Introducing Rakewell, Apollo’s wandering eye on the art world. Look out for regular posts taking a rakish perspective on art and museum stories.
News reaches Rakewell that the art collection of film director Ivan Reitman – the director of Ghostbusters (1984) – is appearing at Christie’s, New York in November. While we are sure that certain members of the auction fraternity are particularly excited by Picasso’s rather lovely portrait of Marie-Thérèse Walter, Femme Endormie (1934), Rakewell can’t help but notice a rather thrilling aesthetic consistency between the great auteur’s work and his collection.

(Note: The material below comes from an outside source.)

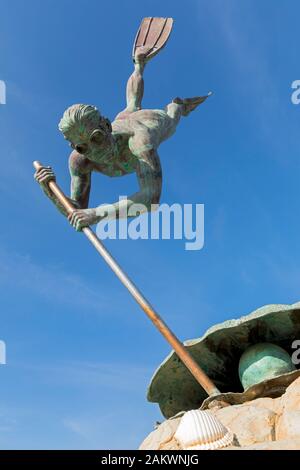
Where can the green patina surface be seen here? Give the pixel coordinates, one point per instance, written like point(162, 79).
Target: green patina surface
point(128, 144)
point(218, 352)
point(263, 361)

The art collection was, in fact, started by Reitman after the completion of Ghostbusters, when he was working on his follow-up movie – made in that famous genre: the legal romantic comedy thriller – Legal Eagles (1986). Legal Eagles tells the tale of the daughter of a painter (Darryl Hannah) stealing a work by her father from a millionaire – and enlisting the help of Robert Redford and Debra Winger to do it. There’s lots of back and forth about who owns the work, who is innocent, who is guilty, who loves who and who doesn’t. It’s classic Hollywood fare. Reitman, however, wanted to ensure the art side of the movie was as authentic as possible. He enlisted the help of Arne Glimcher, the founder of Pace gallery, who busily set about ensuring the film could borrow original works from galleries and private collectors.

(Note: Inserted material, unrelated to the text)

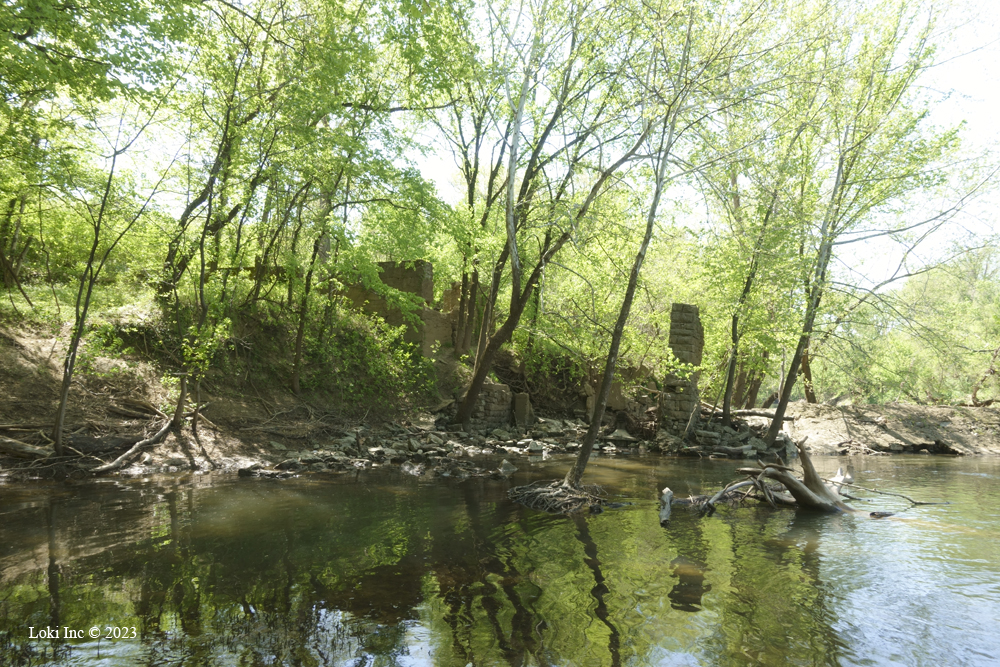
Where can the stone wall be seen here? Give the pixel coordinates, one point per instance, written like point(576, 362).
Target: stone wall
point(493, 407)
point(417, 278)
point(687, 339)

During this process, Reitman, as the press release reveals, ‘fell in love with art’. There is no denying the quality of the works in his collection. Yet Rakewell can’t help but feel that some of them might be haunted by the look of his blockbuster hit. Is it only Rakewell who sees a flicker of a proton beam in the Brice Marden, or perhaps an ectoplasmic glow in Rothko? Is it too much to wonder if Femme Endormie is haunted by Slimer, the friendly green ghost of the Ghostbusters’ HQ? As fans of the movie will know, the team of ghost-catchers speeds through New York – including a dash through the Rockefeller Center. Rumour has it that Reitman didn’t have permission to film there; in a teaser trailer, you can see a security guard chasing the actors in a scene that didn’t make the final cut. How fitting that legitimacy is restored by the return of Reitman’s artworks to Christie’s in New York for a celebration of the man whose immaculate taste made the 1980s so much fun.